Micos

A crônica do colega Wilson Pereira, Pedra nos rins, me fez lembrar de dois causos semelhantes -- sobre como se deveria ficar de boca fechada numa festa pra não se pagar mico.

O Wilson se saiu muito bem da saia justa. Vai ver é porque ele não tem nenhum pendor pra ser drag queen ou escocês. Já eu, protagonista do primeiro causo, e a minha amiga, do segundo... deixa pra lá.

*

Primeiro causo

O almoço ia animado e concorrido. Todos os amigos do casal recém-casado estavam presentes, lotando o apErtamento, e conversavam animadamente sobre zil assuntos ao mesmo tempo, como de costume. Lá pelas tantas, chegaram umas cinco ou seis pessoas que me eram levemente familiares -- o que me levou a deduzir que seriam daqui da cidade, já que ninguém fez as devidas apresentações -- e que ficaram sentadinhas, todas juntas, num cantinho da sala, conversando baixinho.

Foi então que alguém fez a pergunta fatídica:

-- Vocês foram assistir ao Maria, Maria?

Sim, eu fui.

Na primeira temporada, quando o Grupo Corpo passou por aqui, em turnê nacional, fui lá conferir e me encantei com tudo! Coreografia -- sempre me impressionou a capacidade dos bailarinos de fazerem com toda leveza, suavidade e elegância, os esforços físicos mais alucinados, possíveis e impossíveis --, bem como figurino, cenário, iluminação e, claro, a impecável música do Milton Nascimento e performance dos artistas.

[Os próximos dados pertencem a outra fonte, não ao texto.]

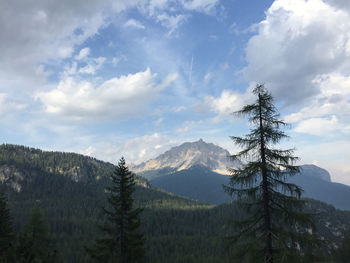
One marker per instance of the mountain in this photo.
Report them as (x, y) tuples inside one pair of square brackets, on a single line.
[(20, 164), (185, 156), (176, 229), (183, 170)]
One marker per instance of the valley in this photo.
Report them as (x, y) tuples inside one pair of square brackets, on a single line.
[(184, 222)]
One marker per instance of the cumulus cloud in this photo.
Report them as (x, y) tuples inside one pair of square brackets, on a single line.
[(135, 150), (134, 23), (228, 102), (172, 22), (84, 52), (296, 43), (116, 98), (7, 106), (205, 6), (322, 126)]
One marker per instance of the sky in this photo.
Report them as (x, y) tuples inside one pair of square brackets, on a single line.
[(107, 78)]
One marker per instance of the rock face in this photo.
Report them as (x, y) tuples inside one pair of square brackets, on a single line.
[(190, 154)]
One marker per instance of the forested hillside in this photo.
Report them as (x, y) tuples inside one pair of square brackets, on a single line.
[(176, 229)]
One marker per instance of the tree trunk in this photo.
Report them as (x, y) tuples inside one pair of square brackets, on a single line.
[(266, 201)]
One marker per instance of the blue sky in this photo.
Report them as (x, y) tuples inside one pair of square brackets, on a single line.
[(134, 78)]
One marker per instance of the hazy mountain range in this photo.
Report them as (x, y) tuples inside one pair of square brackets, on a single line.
[(69, 190), (198, 170)]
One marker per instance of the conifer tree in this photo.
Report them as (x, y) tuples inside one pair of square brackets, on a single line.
[(122, 242), (35, 244), (274, 226), (7, 236)]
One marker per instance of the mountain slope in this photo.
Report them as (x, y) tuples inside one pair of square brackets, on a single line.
[(183, 170), (198, 183), (176, 229), (187, 155)]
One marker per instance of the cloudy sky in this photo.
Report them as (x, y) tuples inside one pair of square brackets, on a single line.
[(133, 77)]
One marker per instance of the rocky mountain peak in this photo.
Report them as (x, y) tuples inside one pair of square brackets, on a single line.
[(190, 154)]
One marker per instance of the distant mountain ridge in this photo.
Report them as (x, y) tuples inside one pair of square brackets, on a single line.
[(187, 155), (190, 170), (19, 164)]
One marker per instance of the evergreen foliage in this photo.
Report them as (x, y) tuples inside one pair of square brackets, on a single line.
[(274, 226), (7, 236), (122, 242), (35, 244)]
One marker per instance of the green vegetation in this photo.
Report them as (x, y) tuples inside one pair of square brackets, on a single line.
[(176, 229), (122, 242), (275, 227), (7, 236), (35, 245)]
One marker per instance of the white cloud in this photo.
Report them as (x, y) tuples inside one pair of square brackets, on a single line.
[(180, 109), (228, 102), (84, 52), (158, 121), (7, 106), (207, 77), (116, 98), (135, 150), (92, 65), (205, 6), (296, 43), (134, 23), (321, 126), (172, 22)]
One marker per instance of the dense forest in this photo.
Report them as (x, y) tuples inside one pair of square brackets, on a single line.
[(176, 229)]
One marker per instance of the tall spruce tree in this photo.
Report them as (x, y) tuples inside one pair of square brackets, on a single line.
[(274, 227), (7, 236), (123, 242), (35, 244)]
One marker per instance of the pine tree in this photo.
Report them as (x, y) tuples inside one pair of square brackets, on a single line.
[(7, 236), (35, 244), (122, 242), (274, 227)]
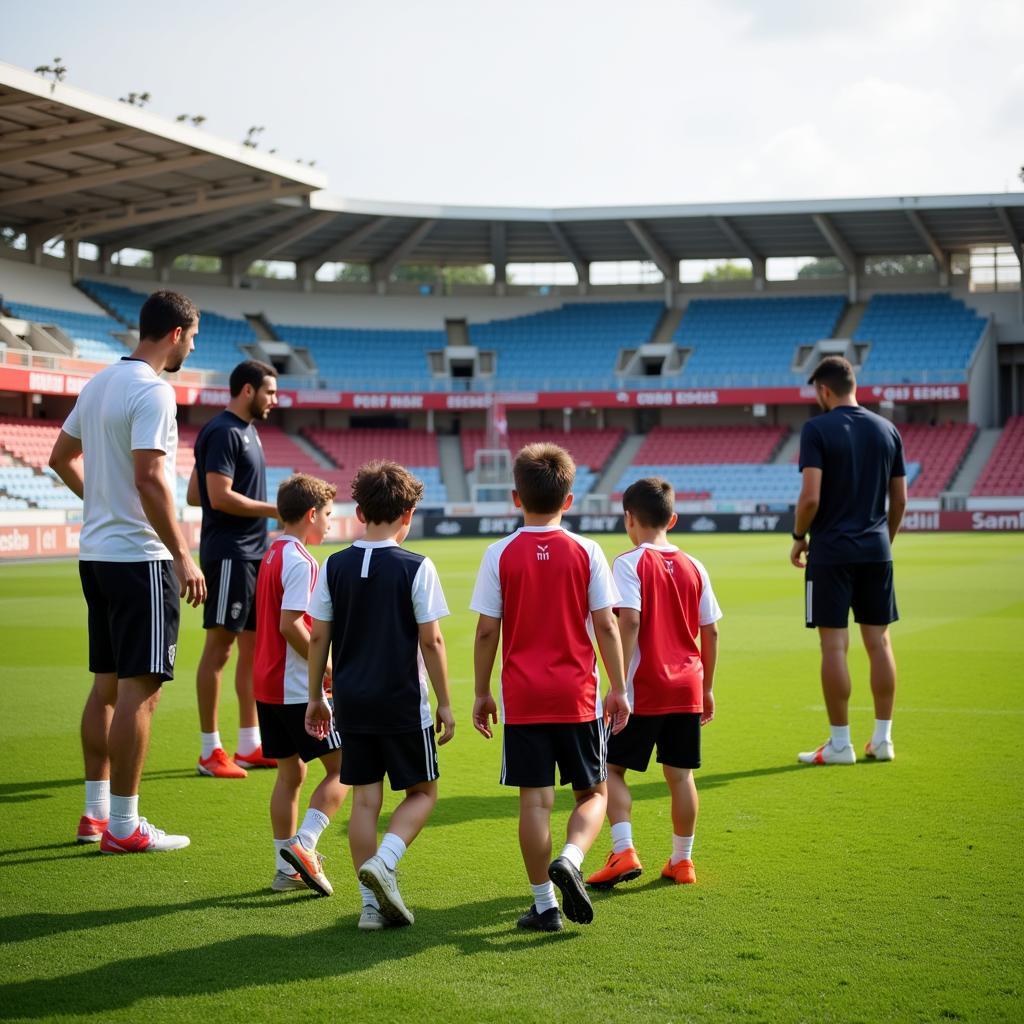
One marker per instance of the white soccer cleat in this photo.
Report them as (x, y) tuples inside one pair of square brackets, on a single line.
[(880, 752), (828, 755)]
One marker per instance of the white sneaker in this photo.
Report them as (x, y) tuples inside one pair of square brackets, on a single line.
[(828, 755), (382, 882), (880, 752)]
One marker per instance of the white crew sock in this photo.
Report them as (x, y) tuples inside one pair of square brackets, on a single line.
[(840, 736), (211, 740), (97, 799), (391, 850), (544, 896), (682, 848), (572, 854), (279, 860), (124, 816), (249, 739), (312, 825), (622, 837)]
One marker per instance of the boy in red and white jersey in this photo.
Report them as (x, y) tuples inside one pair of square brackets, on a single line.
[(286, 581), (548, 594), (667, 619)]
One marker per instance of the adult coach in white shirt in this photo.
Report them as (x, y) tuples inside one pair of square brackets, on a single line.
[(133, 562)]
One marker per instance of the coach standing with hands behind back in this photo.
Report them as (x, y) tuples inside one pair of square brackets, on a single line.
[(229, 482), (851, 461)]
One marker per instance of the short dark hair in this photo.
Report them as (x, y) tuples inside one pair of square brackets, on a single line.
[(251, 372), (300, 493), (651, 500), (383, 489), (544, 475), (837, 374), (163, 312)]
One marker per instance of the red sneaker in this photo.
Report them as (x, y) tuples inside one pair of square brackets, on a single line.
[(218, 765), (254, 760), (682, 873), (619, 867), (90, 829)]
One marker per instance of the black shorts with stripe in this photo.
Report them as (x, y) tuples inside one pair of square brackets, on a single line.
[(830, 591), (230, 598), (407, 758), (133, 617), (530, 753), (283, 732)]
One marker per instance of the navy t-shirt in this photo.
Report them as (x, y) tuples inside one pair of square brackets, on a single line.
[(229, 445), (858, 454)]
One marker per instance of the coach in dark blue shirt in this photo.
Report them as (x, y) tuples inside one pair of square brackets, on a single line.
[(229, 482), (852, 462)]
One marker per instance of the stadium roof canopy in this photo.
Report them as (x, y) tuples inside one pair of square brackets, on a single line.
[(80, 167)]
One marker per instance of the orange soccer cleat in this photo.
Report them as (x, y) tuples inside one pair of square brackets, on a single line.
[(619, 867)]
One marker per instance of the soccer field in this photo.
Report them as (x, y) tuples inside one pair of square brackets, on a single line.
[(875, 893)]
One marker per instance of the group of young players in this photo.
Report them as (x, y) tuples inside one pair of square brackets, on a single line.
[(341, 657)]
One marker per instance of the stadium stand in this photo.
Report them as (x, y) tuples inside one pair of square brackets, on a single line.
[(915, 335), (577, 344), (1004, 473), (743, 342)]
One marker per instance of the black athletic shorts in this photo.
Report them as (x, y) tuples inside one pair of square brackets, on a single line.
[(676, 736), (407, 758), (133, 617), (230, 599), (529, 754), (283, 732), (830, 591)]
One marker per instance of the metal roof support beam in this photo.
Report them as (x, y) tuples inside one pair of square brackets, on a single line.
[(571, 255), (115, 175), (382, 268), (940, 256), (843, 252), (69, 143)]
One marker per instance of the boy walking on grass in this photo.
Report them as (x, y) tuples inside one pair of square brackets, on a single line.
[(542, 590), (286, 580), (376, 608), (667, 617)]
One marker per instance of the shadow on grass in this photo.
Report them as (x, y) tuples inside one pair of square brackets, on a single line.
[(487, 926)]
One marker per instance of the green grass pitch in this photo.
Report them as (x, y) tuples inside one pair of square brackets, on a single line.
[(887, 892)]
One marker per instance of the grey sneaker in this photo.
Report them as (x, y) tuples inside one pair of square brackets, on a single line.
[(285, 883), (376, 876)]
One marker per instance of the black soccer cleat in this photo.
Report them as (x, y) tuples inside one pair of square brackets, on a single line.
[(576, 902), (550, 921)]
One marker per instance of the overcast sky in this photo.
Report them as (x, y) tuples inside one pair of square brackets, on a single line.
[(574, 102)]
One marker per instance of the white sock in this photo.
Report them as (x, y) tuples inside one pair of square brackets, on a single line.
[(682, 848), (279, 860), (391, 850), (840, 736), (124, 816), (572, 854), (97, 799), (544, 896), (622, 837), (312, 825), (211, 740), (249, 739)]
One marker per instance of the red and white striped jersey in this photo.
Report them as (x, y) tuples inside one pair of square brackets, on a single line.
[(673, 594), (543, 583), (287, 577)]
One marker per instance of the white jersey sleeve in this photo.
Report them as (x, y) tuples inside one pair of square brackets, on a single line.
[(624, 571), (321, 605), (428, 598)]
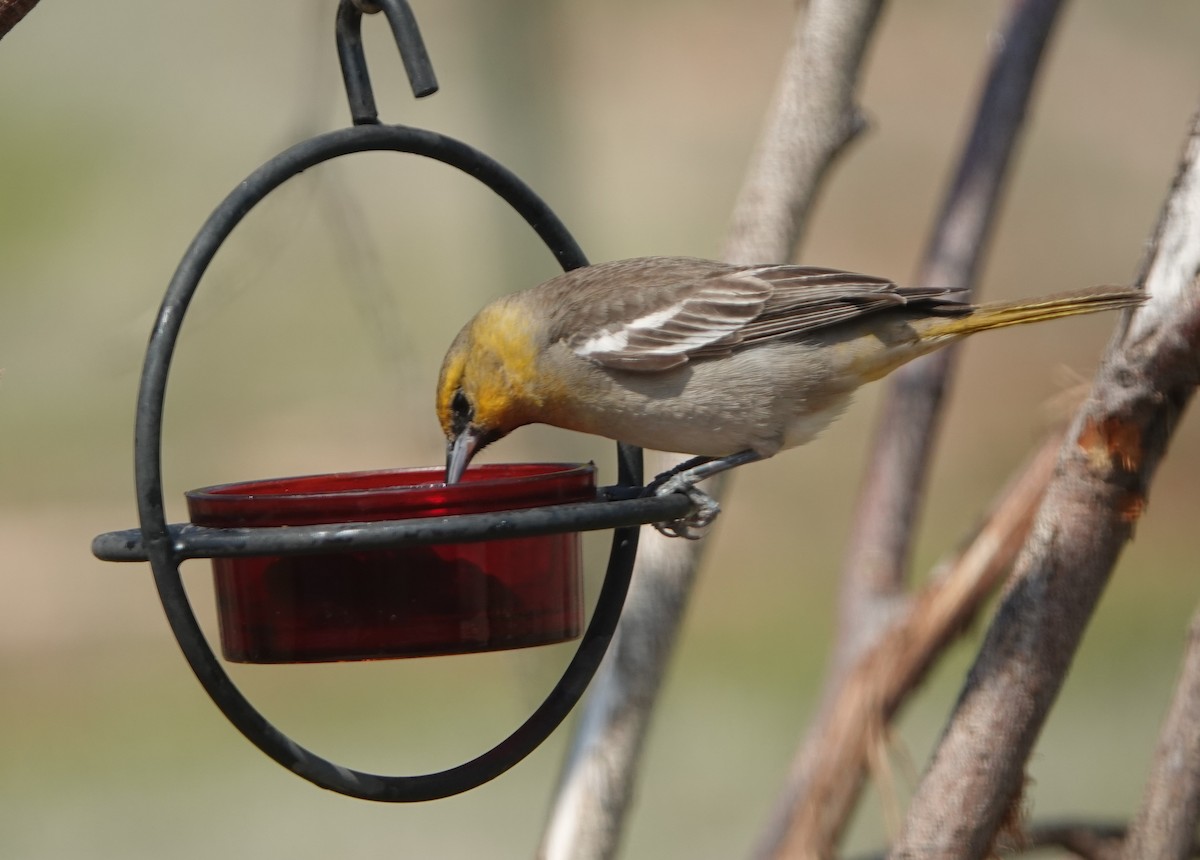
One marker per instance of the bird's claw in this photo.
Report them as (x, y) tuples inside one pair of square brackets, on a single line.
[(694, 525)]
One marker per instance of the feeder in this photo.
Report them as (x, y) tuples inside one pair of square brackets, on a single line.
[(414, 566), (407, 601)]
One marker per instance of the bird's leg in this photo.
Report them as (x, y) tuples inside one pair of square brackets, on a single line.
[(683, 479)]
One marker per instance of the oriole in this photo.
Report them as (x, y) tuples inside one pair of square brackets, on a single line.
[(732, 364)]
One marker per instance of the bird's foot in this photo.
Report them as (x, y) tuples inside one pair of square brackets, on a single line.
[(694, 525)]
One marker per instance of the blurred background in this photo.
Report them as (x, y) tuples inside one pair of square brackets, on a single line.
[(315, 342)]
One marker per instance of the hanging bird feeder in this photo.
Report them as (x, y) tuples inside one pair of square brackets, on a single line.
[(382, 564)]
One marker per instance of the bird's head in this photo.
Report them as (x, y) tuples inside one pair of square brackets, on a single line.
[(490, 383)]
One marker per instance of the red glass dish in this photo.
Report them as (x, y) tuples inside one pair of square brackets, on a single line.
[(406, 602)]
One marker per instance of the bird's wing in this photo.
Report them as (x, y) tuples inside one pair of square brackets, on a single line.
[(805, 299), (661, 326), (719, 312)]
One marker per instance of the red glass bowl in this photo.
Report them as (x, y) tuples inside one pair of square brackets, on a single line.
[(405, 602)]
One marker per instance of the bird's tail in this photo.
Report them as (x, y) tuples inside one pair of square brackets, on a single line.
[(1002, 313)]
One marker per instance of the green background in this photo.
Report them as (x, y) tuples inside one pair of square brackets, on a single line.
[(315, 343)]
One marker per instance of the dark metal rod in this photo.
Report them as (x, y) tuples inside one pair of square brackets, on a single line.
[(191, 541)]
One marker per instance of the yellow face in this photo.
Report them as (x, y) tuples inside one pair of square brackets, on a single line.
[(489, 379)]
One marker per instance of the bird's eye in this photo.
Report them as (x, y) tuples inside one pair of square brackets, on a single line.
[(461, 412)]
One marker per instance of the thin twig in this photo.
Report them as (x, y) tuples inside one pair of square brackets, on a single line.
[(1083, 839), (883, 677), (1165, 825), (876, 561), (1104, 471), (876, 558), (810, 120)]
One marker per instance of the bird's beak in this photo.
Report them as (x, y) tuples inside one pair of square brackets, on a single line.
[(460, 451)]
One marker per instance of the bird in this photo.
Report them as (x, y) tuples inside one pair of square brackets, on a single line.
[(731, 364)]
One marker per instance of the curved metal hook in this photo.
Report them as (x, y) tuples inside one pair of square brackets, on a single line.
[(354, 64)]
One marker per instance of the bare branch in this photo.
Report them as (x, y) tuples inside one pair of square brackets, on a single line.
[(876, 559), (873, 572), (1165, 825), (810, 120), (1086, 840), (882, 678), (11, 12), (1104, 470)]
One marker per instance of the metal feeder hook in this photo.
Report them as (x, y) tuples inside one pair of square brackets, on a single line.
[(166, 546)]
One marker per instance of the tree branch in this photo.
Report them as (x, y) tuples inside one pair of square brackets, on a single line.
[(885, 675), (811, 118), (875, 566), (11, 12), (1104, 470), (1165, 825), (874, 570)]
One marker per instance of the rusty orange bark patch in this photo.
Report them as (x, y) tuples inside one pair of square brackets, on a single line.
[(1111, 441)]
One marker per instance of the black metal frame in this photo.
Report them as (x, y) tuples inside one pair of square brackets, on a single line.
[(166, 546)]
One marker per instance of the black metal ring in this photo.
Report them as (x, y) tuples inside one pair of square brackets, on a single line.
[(160, 542)]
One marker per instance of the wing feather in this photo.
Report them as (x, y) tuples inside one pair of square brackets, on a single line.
[(658, 318)]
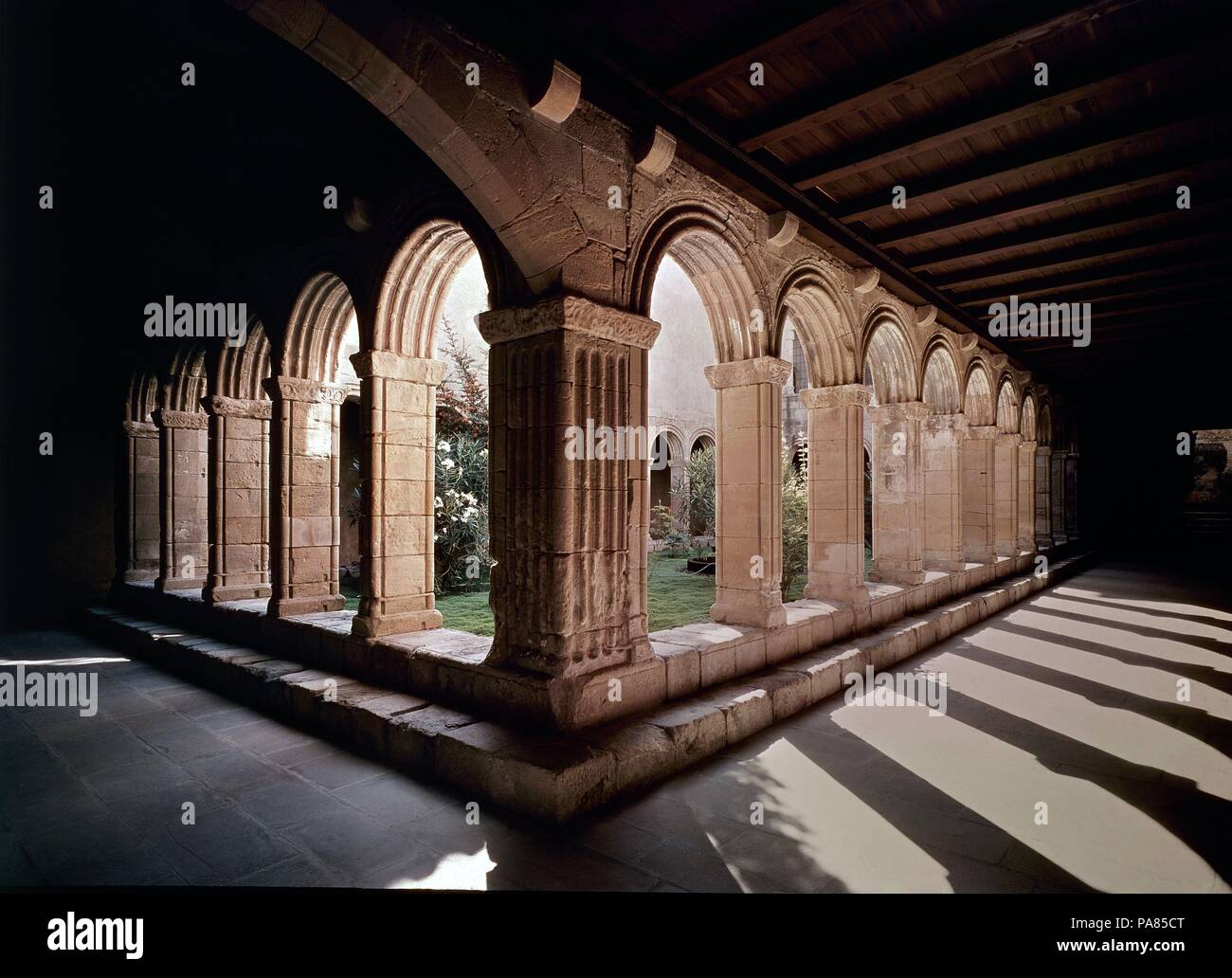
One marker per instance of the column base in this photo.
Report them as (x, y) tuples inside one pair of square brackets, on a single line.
[(373, 625), (217, 594), (287, 607)]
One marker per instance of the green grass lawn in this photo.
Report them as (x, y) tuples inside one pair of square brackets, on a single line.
[(673, 598)]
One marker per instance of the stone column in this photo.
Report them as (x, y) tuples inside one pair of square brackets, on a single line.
[(1059, 497), (304, 518), (397, 518), (568, 502), (944, 436), (897, 493), (1043, 497), (1072, 496), (1006, 494), (138, 541), (239, 499), (183, 499), (836, 493), (748, 490), (978, 494), (1026, 496)]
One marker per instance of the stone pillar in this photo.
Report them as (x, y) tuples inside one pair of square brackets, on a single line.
[(568, 502), (304, 518), (836, 493), (1059, 498), (239, 499), (944, 436), (1006, 494), (397, 517), (978, 494), (1026, 496), (1072, 496), (748, 492), (1043, 497), (138, 539), (183, 499), (897, 493)]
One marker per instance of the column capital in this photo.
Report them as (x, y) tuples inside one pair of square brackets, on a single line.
[(571, 313), (841, 395), (218, 406), (180, 419), (299, 389), (140, 428), (911, 410), (398, 367), (744, 372)]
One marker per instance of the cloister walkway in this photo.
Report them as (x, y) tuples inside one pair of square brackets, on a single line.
[(1067, 757)]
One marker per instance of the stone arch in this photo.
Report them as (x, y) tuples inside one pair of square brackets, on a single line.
[(888, 358), (480, 147), (716, 256), (824, 323), (319, 317), (977, 402), (1006, 408), (238, 371), (1027, 418), (939, 381)]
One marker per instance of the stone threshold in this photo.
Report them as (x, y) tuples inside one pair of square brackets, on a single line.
[(550, 777), (447, 665)]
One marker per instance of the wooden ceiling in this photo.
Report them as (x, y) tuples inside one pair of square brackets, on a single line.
[(1062, 192)]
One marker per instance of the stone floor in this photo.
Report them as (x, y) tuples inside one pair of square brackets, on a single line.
[(1067, 701)]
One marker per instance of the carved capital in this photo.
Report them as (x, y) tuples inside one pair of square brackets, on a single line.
[(395, 367), (842, 395), (571, 313), (760, 370), (218, 406)]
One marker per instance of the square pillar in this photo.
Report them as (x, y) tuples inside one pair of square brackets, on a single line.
[(1026, 496), (304, 518), (897, 493), (568, 469), (398, 395), (944, 436), (1006, 494), (836, 493), (183, 499), (139, 539), (748, 492), (978, 494), (1059, 498), (1072, 496), (239, 499), (1043, 497)]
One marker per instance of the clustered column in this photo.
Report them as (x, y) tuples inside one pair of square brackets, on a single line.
[(398, 397), (836, 493), (978, 494), (304, 520), (183, 499), (568, 502), (239, 499), (139, 539), (1006, 494), (944, 438), (748, 490), (897, 493)]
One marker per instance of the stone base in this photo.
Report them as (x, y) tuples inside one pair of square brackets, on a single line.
[(234, 592), (286, 607), (554, 777), (372, 625)]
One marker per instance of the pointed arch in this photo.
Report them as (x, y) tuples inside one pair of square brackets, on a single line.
[(824, 323)]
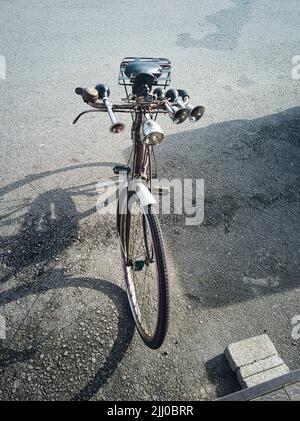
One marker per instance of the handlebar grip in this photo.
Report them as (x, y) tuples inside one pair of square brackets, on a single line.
[(79, 91)]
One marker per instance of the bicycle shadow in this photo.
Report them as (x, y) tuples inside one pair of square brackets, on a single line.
[(247, 245), (125, 325), (49, 227)]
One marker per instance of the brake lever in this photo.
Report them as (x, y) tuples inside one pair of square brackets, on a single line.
[(85, 112)]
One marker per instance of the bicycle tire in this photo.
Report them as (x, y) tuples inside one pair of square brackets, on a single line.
[(156, 339)]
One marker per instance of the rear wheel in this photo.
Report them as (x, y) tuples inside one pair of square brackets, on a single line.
[(145, 269)]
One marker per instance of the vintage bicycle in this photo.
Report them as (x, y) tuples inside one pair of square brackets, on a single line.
[(142, 245)]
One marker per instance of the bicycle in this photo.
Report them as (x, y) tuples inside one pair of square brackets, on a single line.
[(138, 228)]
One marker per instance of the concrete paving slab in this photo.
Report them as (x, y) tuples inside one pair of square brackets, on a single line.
[(249, 351)]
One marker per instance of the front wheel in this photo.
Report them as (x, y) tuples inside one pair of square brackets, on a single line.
[(145, 269)]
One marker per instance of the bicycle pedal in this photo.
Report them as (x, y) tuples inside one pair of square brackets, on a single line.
[(121, 168), (161, 191), (138, 265)]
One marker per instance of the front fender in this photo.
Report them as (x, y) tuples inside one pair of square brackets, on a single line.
[(142, 192)]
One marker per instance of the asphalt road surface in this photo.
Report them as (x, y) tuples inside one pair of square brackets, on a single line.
[(69, 333)]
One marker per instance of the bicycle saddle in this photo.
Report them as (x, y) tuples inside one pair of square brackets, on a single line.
[(132, 70)]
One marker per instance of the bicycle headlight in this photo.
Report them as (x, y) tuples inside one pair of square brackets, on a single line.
[(152, 133)]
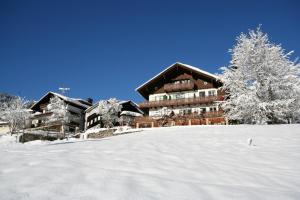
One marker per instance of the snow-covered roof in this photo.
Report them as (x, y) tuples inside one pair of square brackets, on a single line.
[(65, 98), (3, 122), (130, 113), (182, 64), (120, 101)]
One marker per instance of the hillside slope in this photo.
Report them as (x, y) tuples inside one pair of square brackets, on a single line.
[(207, 162)]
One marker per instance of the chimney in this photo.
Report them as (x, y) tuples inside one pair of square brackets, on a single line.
[(90, 100)]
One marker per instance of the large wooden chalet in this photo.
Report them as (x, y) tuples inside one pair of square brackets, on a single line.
[(181, 95)]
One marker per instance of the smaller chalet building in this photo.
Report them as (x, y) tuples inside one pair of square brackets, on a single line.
[(75, 107), (129, 112), (181, 95), (4, 127)]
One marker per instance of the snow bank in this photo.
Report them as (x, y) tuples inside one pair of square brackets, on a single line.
[(197, 162)]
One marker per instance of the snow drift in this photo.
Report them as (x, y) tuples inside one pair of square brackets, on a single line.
[(198, 162)]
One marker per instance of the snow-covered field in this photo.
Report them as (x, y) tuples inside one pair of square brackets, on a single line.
[(207, 162)]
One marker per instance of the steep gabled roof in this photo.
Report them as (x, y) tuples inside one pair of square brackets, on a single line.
[(141, 89), (174, 65), (74, 101)]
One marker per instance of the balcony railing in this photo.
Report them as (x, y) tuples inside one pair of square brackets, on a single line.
[(181, 102), (171, 87)]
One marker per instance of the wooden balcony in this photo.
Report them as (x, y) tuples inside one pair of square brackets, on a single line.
[(215, 117), (171, 87), (181, 102)]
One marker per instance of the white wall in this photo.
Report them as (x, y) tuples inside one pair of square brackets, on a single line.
[(158, 112)]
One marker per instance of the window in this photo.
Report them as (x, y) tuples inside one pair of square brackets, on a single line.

Depois disso, o Grupo apresentou mais alguns espetáculos -- todos maravilhosos -- e, em seguida, partiu pra turnê internacional e levou o Maria, Maria pro mundo todo ver e aplaudir. Sucesso absoluto!

Na volta, uns 3 a 5 anos depois da primeira temporada, resolveram refazer uma turnê nacional com este mesmo espetáculo e novamente passaram por Brasília.

Isso aconteceu justamente por ocasião do almoço lá no apErtamento do casal amigo. E a linguaruda aqui resolveu responder à pergunta feita:

-- Eu fui, mas não gostei desta vez... Na primeira temporada, eu achei maravilhoso, tão original e emocionante, tão forte e ao mesmo tempo suave, bonito, e eles dançavam com evidente prazer e volúpia... Mas desta vez eu achei que eles já estavam enjoados desse trabalho, depois de tantos anos apresentando o dito cujo pelo mundo afora. Achei que eles dançaram burocraticamente, sem tesão, como quem vai cumprir expediente só pra bater o ponto.

Nem bem acabei de dizer isso, uma colega ao meu lado enfiou com decisão seu indignado cotovelo nas minhas desprotegidas costelinhas e sussurrou no meu ouvido:

-- Você sabe quem são aquelas pessoas ali no cantinho, que chegaram ainda há pouco?

-- Sei não... quem são eles?

-- Bailarinos do Grupo Corpo.

Fecha o pano. Rápido!

*

Segundo causo.

Também um almoço, desta feita numa linda casa em Búzios.

Minha amiga B., que andava pela cidade a passeio, estava presente neste almoço, levada por um colega. Não conhecia nenhuma outra pessoa, mas, longamente treinada pela vida de filha de diplomata, ficava perfeitamente à vontade entre estranhos. No entanto, neste dia em particular, talvez acometida por uma TPM galopante, ela não se sentia nada diplomática e, pra piorar, estava um tanto entediada com a conversa fiada dos ilustres desconhecidos e com a música de fundo.

Lá pelas tantas, alguém falou:

-- Vou botar um disco da N.C.. Alguma objeção?

-- Sim. -- disse a minha amiga, um tanto ácida -- Eu faço objeção. Não suporto essa cantora! A voz dela e o jeito de cantar são intragáveis! -- arrematou dando uma profunda tragada no cigarro.

O colega dela, que estava ao lado, então, perguntou bem baixinho:

-- Você sabe de quem é esta casa onde nós estamos?

-- Sei, de uma amiga sua.

-- Na verdade, esta casa é da mãe da minha amiga... E a mãe dela é a N.C..

Fecha esse pano logo, antes que alguém pague outro mico horrendo desses!